Esas No: 2012/8-323
Karar No: 2012/1806
Yargıtay Ceza Genel Kurulu 2012/8-323 Esas 2012/1806 Karar Sayılı İlamı
"İçtihat Metni"
Tebliğname : 2009/160418
Yargıtay Dairesi : 8. Ceza Dairesi
Mahkemesi : BOLU 2. Asliye Ceza
Günü : 22.04.2009
Sayısı : 41–210
Göçmen kaçakçılığı suçundan sanıklar A. K.ve M. Ö..’in 5237 sayılı TCY’nın 79/1–a, 62/1, 52, 53/1 ve 63. maddeleri uyarınca dört yıl iki ay hapis ve 66.660 Lira adli para cezası ile cezalandırılmalarına, adli para cezasının yirmi eşit taksitle tahsiline, hak yoksunluğuna ve mahsuba ilişkin, Bolu 2. Asliye Ceza Mahkemesince verilen 22.03.2006 gün ve 849–101 sayılı hükmün sanıklar ve müdafileri tarafından temyiz edilmesi üzerine dosyayı inceleyen Yargıtay 8. Ceza Dairesince 16.10.2008 gün ve 2570–11248 sayı ile;
“Yerinde görülmeyen sair itirazlarının reddine; ancak,
1- TCK’nun 61. maddesinde sayılan cezanın bireyselleştirilmesindeki ölçüler esas alınarak takdirin hakkaniyete uygun kullanılmasıyla alt ve üst sınır arasında bir belirleme yapılması gerekirken, hak ve nasafet ile orantılılık kurallarına aykırı biçimde alt sınırdan uzaklaşılmasında aşırıya kaçılması,
2- Uygulamaya göre de;
a- Oluş ve dosya içeriğine göre; yasadışı yollardan Türkiye’ye giriş yapan ve Yunanistan’a gitmek isteyen ondokuz göçmeni minibüse bindirerek Erzurum’dan İstanbul’a götürürken ihbar üzerine Tem Otoyolu Abant Gişesinde kolluk görevlilerince yakalandığı anlaşılan sanıkların eyleminin, göçmenlerin yurt dışına çıkmalarına imkan sağlamaya teşebbüs aşamasında kaldığı, TCK’nun 79. maddesi uyarınca verilen cezadan teşebbüs nedeniyle anılan Yasanın 35. maddesine göre indirim yapılması gerektiği gözetilmeyerek, sanıklar hakkında fazla ceza tayini,
b- TCK’nun 53. maddesinin uygulanmasında a, b, d, e bentlerinde belirtilen hakları mahkum oldukları hapis cezasının infazı tamamlanıncaya kadar, c bendindeki hakları ise koşullu salıvermeye kadar kullanmayacaklarının hükümde gösterilmemesi” isabetsizliklerinden bozulmasına karar verilmiş, Daire Üyeleri S. Ç.ve H. A..; “Sanıkların yurda kaçak olarak girmiş olup, yasal olmayan yollardan yurt dışına çıkmak isteyen göçmenlere araç temin edip taşımak suretiyle imkân sağladıkları anlaşılmakla eylemlerinin tamamlandığı” görüşüyle karşı oy kullanmışlardır.
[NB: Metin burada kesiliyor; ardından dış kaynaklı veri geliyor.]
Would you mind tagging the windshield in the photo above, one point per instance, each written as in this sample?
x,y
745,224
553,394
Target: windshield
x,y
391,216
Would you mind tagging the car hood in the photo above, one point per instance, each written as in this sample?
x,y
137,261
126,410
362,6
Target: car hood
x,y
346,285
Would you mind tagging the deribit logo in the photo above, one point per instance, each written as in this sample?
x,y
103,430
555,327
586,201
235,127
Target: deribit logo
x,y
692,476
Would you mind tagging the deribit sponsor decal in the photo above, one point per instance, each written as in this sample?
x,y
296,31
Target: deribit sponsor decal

Bolu 2. Asliye Ceza Mahkemesi ise 22.04.2009 gün ve 41–210 sayı ile; bozma ilamının iki numaralı bendine uyulmasına, bir numaralı bendine karşı direnilmesine karar vermiştir.
Bu hükmün de sanıklar ve müdafileri tarafından temyiz edilmesi üzerine Yargıtay Cumhuriyet Başsavcılığının 14.08.2009 gün ve 160418 sayılı “bozma” istekli tebliğnamesi ile Yargıtay 8. Ceza Dairesine, bu Dairece de hükmün direnme niteliğinde olduğu gerekçesiyle Yargıtay Birinci Başkanlığına gönderilen dosya, Ceza Genel Kurulunca değerlendirilmiş ve açıklanan gerekçelerle karara bağlanmıştır.
TÜRK MİLLETİ ADINA
CEZA GENEL KURULU KARARI
Sanıkların göçmen kaçakçılığı suçundan cezalandırılmalarına karar verilen olayda, Özel Daire ile yerel mahkeme arasında oluşan ve Ceza Genel Kurulunca çözümlenmesi gereken uyuşmazlık; üç yıldan sekiz yıla kadar hapis ve onbin güne kadar adli para cezasını gerektiren göçmen kaçakçılığı suçundan sanıklar hakkında, temel cezanın beş yıl hapis ve dörtbin gün karşılığı adli para cezası olarak belirlenmesinin isabetli olup olmadığına ilişkin ise de, direnme hükmünün gerekçenin genişletilmesi suretiyle verilen yeni hüküm niteliğinde olup olmadığının, Yargıtay İç Yönetmeliğinin 27. maddesi uyarınca ön sorun olarak ele alınması gerekmiştir.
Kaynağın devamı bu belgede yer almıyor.